The relief has been extended to allow additional time for the Federal Government to implement previously announced reforms and avoid interim disruption to the industry.

At the liquidator funding level, examination proceedings have been brought by the liquidators of ABC Learning Centres Limited (for whom we act) in the Federal Court. In ABC Learning Centres Limited, Application by Walker (No. 11) [2012] FCA 40, the plaintiff liquidators sought an order to release them from an undertaking to the Court to enable them to provide documents during public examinations to a liquidation funder. The issue for determination if the principal litigation proceeded was whether charges over assets given by the companies in liquidation in favour of a banking syndicate were voidable for the benefit of the creditors. The liquidation funder required access to certain documents produced by banks under orders for production to make its funding decision. However, the plaintiffs were concerned this may require variation of a confidentiality agreement as not all documents requested by the funder had been used in the examinations.

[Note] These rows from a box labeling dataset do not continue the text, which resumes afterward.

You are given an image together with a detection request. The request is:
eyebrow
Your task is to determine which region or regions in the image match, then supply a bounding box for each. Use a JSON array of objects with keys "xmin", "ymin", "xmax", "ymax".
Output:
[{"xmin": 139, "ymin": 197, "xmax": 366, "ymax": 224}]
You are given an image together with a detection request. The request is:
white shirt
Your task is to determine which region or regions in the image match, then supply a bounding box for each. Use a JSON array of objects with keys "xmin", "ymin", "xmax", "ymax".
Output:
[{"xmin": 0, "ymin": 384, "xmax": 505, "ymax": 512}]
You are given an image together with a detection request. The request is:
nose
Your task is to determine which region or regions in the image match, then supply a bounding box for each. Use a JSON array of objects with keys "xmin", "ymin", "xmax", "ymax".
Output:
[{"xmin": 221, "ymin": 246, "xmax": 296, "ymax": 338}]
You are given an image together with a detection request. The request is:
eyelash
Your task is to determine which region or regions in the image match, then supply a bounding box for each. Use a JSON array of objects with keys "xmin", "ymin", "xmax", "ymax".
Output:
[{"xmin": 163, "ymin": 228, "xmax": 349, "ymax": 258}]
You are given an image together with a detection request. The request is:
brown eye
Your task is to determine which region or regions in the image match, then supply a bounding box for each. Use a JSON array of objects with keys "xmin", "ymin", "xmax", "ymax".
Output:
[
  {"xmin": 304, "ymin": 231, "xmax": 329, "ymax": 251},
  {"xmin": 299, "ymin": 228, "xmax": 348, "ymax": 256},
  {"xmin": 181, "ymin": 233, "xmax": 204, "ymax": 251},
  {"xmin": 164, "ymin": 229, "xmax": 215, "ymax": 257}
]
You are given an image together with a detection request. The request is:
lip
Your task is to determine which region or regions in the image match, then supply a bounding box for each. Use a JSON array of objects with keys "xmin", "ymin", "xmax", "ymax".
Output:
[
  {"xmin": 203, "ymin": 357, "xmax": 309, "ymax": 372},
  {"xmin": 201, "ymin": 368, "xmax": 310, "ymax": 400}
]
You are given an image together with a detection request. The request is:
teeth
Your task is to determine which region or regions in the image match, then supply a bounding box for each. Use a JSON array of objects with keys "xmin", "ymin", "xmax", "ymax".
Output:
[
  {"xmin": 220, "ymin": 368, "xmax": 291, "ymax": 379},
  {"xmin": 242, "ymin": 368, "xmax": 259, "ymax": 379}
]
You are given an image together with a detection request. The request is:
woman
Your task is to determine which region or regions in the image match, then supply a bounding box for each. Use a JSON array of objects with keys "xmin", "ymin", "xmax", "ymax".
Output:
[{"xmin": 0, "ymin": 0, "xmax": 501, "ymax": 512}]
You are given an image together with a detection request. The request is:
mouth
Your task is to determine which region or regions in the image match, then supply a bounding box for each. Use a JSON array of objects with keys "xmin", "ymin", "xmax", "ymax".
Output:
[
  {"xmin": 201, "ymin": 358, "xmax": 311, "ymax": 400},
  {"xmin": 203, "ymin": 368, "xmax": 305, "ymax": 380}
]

Cowdroy J held the original undertaking was not binding as the terms were not suggestive that the plaintiffs would be permanently bound. The documents were required for a specific purpose and the use of the documents was to be subject to a further confidentiality undertaking. In determining whether parties are bound by undertaking, there is no 'rigid and exhaustive criteria' for altering existing orders 1.

Lessons from the Case

The Court will vary an undertaking to give discovered documents to a non-party where:

  • it is fundamental to assist in the investigation of a valid cause of action;
  • the documents are not provided for general disclosure but for a specific purpose;
  • the documents fell within the definition of examinable affairs under ss9 and 53 Corporations Act 2001;
  • the documents represent a compromise between the parties' competing interests and are subject to a further undertaking by the non-party to ensure confidentiality; and
  • the greater public interest in ensuring the liquidators' fulfil their statutory obligation outweighs the interest of maintaining confidentiality of the documents.

The decision substantially enhances the ability of liquidators to access potential litigation funding.


1 Adam P Brown Male Fashions Proprietary Limited v. Philip Morris Incorporated (1981) 148 CLR 170.